“帐篷是我让人搭的,这没错。”顾铮的声音透着几分慵懒的兵痞劲,“但你们别自作多情。我那纯粹是心疼我媳妇。你们要是全病倒了,她就得把你们的活全揽了。好棉被好煤炭供着你们,就一个要求——别累着我媳妇。各位专家,听明白没有?”
“听明白嘞!”老专家们不仅没生气,反而哄堂大笑。他们现在彻底摸清了这位首长的脾气,这就是个嘴毒护短、把媳妇捧在心尖尖上的“活阎王”。

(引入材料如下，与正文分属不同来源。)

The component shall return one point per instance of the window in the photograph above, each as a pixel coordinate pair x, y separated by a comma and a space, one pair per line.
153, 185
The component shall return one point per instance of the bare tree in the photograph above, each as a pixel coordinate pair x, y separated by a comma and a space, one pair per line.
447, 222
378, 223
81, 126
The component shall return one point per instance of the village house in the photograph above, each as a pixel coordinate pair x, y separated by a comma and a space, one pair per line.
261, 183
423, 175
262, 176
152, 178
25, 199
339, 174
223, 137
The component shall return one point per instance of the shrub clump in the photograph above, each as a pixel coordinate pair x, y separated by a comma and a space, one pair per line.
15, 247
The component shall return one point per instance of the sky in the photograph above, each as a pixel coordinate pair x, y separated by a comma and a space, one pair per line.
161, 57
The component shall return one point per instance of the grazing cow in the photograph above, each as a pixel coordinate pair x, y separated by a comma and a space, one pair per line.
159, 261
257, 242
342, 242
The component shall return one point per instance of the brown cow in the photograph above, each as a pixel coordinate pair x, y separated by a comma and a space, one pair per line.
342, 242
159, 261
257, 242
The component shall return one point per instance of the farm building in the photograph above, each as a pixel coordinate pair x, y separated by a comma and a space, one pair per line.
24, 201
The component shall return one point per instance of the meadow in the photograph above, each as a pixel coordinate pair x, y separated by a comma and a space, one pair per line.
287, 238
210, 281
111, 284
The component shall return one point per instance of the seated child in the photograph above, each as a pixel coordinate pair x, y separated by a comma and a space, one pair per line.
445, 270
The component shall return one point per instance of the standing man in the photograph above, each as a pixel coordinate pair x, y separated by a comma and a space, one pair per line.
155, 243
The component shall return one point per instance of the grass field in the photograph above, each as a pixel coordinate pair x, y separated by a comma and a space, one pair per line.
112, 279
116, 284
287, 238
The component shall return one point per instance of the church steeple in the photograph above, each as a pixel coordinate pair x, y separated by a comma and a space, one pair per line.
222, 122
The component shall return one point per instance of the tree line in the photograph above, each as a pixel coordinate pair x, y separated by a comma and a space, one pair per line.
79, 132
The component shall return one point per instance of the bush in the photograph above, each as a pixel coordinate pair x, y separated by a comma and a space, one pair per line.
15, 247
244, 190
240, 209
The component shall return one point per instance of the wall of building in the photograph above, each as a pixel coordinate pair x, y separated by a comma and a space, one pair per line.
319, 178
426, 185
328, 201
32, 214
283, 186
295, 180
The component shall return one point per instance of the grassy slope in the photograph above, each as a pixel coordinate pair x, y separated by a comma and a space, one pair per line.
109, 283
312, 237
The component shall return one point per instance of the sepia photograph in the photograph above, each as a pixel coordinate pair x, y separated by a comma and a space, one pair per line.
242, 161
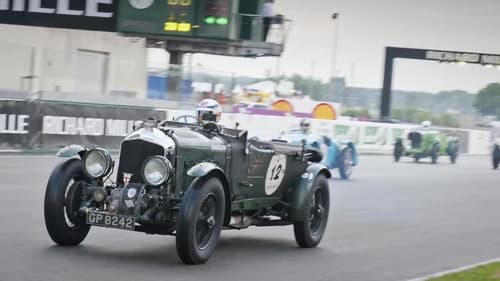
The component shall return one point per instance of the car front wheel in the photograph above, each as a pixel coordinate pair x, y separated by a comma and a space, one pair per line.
200, 221
308, 233
62, 200
496, 156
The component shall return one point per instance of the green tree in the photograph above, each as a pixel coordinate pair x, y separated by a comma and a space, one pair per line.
488, 100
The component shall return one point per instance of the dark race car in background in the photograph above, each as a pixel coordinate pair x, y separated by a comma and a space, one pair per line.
336, 155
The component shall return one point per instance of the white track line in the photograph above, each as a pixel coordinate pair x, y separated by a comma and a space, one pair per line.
463, 268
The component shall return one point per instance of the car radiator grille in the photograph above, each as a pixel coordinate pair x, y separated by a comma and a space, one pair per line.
132, 156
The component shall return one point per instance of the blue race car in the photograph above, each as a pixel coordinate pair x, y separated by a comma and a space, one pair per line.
342, 155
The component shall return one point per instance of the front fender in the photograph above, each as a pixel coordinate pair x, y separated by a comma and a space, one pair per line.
72, 150
202, 169
300, 197
206, 170
354, 152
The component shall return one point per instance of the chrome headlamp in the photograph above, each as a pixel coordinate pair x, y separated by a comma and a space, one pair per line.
97, 163
156, 170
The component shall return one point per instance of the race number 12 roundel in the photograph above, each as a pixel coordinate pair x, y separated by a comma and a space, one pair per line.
275, 173
141, 4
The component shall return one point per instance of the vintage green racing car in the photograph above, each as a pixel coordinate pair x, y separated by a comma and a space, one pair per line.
426, 142
189, 181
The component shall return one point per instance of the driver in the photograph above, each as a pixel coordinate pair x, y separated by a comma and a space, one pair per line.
305, 126
208, 111
426, 124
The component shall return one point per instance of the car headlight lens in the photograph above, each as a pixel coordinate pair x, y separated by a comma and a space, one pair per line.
97, 163
156, 170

人群散开,各自奔赴分诊岗位。叶蓁走进办公室,坐到办公桌后,拿起红蓝铅笔迅速切入高强度的工作状态。
中午十二点。总院的行政后勤科总机房,彻底炸了锅。
几个年轻的接线员姑娘戴着黑色耳机,双手在巨大的电话交换机插孔上疯狂地拔插线头,急得满头大汗。二十多个进修专家吃完午饭,根本没回帐篷休息,全挤在总机房外面的走廊里抢电话。
“喂!总局吗?给我接京城阜外医院!加急专线!”高海平抢占了一台摇把子电话,扯着嗓子对着话筒吼,“我是高海平!让心外小李马上接电话!马上去病案室翻!查所有法洛四联症患儿!要那种右室流出道狭窄最严重、做过心脏超声的病例!把心室数据给我查清楚!”

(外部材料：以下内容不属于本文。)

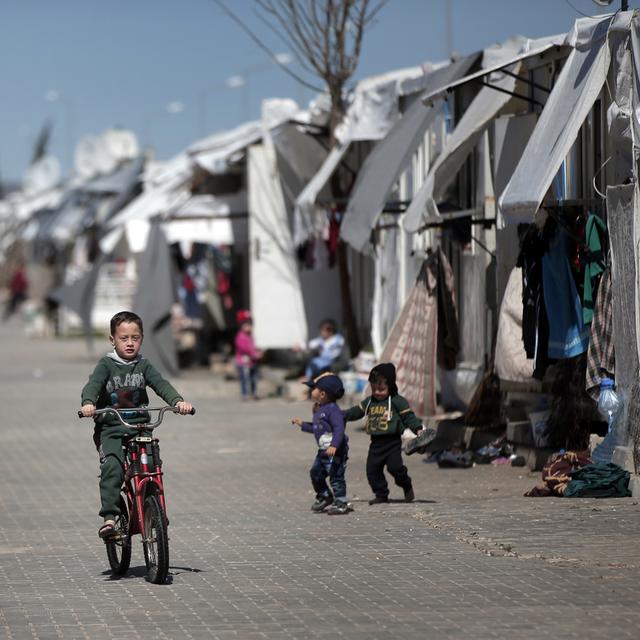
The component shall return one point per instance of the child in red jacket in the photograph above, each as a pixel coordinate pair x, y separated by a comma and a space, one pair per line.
247, 356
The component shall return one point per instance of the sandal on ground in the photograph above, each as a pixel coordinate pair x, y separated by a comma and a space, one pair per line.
108, 529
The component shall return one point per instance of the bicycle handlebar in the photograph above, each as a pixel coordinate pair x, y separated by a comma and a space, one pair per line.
145, 425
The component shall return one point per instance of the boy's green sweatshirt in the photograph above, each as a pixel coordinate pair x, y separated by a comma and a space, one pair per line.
385, 417
121, 384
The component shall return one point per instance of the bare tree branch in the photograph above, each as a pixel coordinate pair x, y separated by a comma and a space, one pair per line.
262, 46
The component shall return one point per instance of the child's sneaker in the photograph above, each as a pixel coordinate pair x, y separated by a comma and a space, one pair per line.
338, 508
321, 503
420, 444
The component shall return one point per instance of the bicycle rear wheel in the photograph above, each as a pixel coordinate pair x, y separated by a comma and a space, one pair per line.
155, 541
119, 545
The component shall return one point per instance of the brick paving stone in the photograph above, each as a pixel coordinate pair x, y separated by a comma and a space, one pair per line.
470, 558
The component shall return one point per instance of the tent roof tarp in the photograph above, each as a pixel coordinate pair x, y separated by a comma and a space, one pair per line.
576, 89
391, 156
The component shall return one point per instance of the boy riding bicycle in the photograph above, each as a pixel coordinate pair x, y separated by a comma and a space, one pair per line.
119, 380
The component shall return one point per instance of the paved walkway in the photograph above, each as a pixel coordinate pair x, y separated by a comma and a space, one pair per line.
470, 558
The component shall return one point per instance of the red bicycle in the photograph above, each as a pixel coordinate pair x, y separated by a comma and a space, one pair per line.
142, 502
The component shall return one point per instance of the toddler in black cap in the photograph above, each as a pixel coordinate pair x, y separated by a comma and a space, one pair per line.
333, 445
387, 415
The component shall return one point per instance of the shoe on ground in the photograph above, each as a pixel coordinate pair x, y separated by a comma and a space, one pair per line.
107, 530
321, 503
339, 508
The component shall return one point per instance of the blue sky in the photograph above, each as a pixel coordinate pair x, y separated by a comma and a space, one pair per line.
120, 63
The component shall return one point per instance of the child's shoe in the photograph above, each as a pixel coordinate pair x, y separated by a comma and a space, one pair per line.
338, 508
321, 503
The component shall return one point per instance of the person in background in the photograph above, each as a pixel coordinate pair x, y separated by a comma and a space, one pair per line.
247, 356
18, 285
327, 348
387, 415
333, 445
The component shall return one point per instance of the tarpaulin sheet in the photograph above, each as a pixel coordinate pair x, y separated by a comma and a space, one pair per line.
153, 300
276, 296
576, 89
390, 157
412, 343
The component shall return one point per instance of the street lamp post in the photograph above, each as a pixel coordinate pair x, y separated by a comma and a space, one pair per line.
238, 81
171, 108
54, 95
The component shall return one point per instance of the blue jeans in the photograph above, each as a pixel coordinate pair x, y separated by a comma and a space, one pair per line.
335, 468
248, 376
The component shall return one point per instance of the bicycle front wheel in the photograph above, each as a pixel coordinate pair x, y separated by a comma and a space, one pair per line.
119, 545
155, 541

旁边那台电话前,上海人民医院的刘建民拿着手绢擦着脑门上的汗。“什么叫查不到?查不到你就在病案室里给我打地铺查!把前天那个转院过来的重症小孩的超声心动图结果找出来!别废话,赶紧的!”
东北口音、上海口音、四川口音交织在一起,总机房瞬间成了全国重症病历的调令中心。这些在各自医院说一不二的大主任,隔着几千公里的电话线,逼着底下的副手掘地三尺也要翻出一个符合极端条件的病患。
院长办公室里,周海拿着后勤科刚递上来的长途电话费账单预估单,手都在哆嗦。
“半个多小时,打出去二十多个长途?还全是要总局人工转接的加急专线!”周海一巴掌拍在桌子上,“这帮老东西疯了吗?把咱们总院当长途电信局了?”

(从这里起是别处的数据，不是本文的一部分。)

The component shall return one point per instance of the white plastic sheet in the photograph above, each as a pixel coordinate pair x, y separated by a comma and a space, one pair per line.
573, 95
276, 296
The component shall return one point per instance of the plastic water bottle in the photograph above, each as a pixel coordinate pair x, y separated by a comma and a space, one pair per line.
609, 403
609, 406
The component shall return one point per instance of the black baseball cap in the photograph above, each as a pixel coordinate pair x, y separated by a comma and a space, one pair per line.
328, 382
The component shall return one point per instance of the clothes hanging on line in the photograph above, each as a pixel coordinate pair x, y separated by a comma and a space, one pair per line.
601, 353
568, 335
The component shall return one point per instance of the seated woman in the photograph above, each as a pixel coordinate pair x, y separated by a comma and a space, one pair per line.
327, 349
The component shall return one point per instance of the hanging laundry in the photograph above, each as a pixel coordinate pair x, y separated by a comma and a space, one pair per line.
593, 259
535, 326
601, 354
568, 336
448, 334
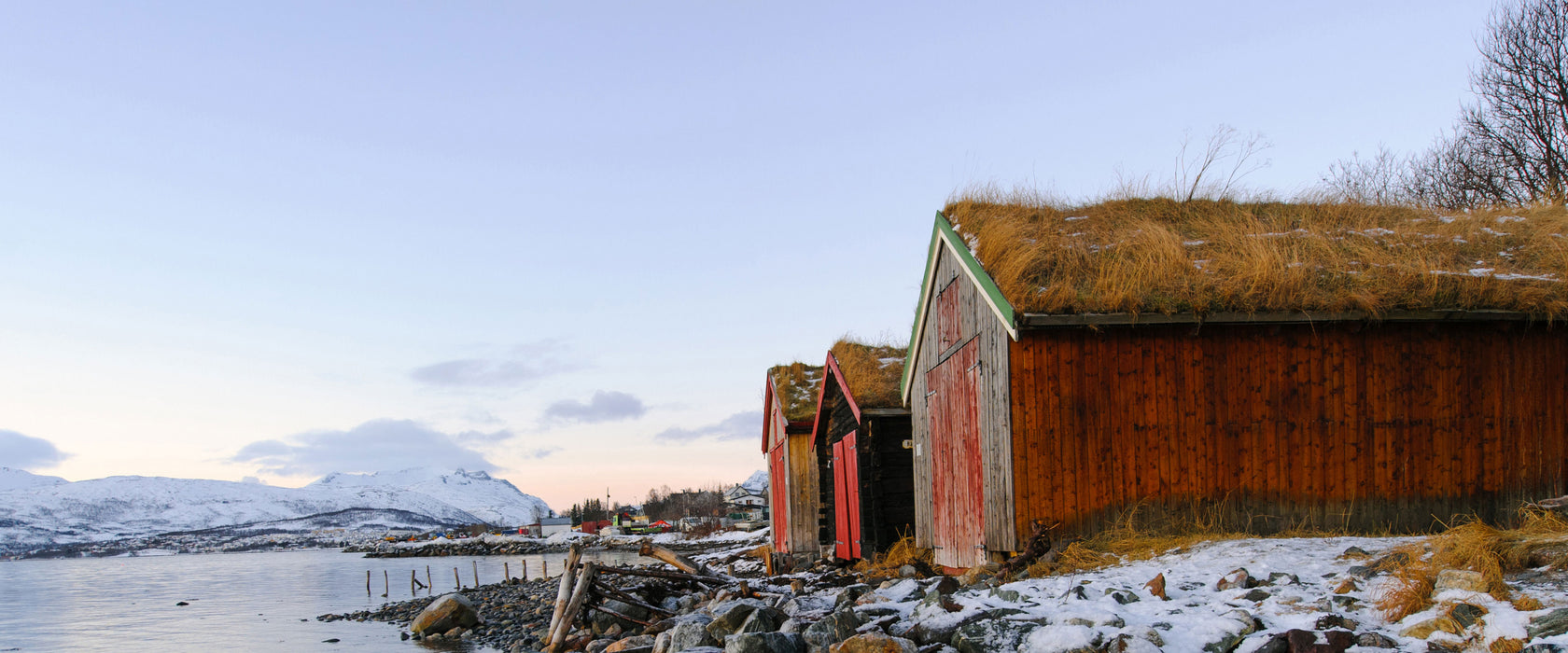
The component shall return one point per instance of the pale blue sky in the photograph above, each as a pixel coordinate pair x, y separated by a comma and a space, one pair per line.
300, 229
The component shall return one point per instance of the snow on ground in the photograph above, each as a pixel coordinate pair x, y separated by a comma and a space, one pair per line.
1297, 590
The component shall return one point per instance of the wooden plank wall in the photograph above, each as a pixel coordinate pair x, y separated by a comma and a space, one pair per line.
804, 486
975, 321
1344, 426
887, 481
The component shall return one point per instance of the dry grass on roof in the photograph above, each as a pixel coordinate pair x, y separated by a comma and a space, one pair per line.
1161, 256
872, 371
797, 389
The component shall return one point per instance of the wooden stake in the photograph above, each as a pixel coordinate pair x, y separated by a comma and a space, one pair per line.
565, 592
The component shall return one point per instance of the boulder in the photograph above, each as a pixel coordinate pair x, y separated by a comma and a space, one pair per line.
1236, 579
629, 644
445, 613
1549, 623
1062, 639
832, 630
874, 643
763, 620
1129, 644
991, 634
1376, 641
764, 643
684, 636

后勤科长擦了擦冷汗:“周院,压根拦不住啊。他们发话了,电话费全从他们各省院的差旅费里走,不够的私人掏腰包垫!看那架势,跟掘什么绝世兵器似的。”
周海眼珠子转了转,硬生生把账单拍在桌子上。“有人付钱就行!让他们打!告诉接线员,给这些老祖宗插最好的线路,保证通话绝不掉线!”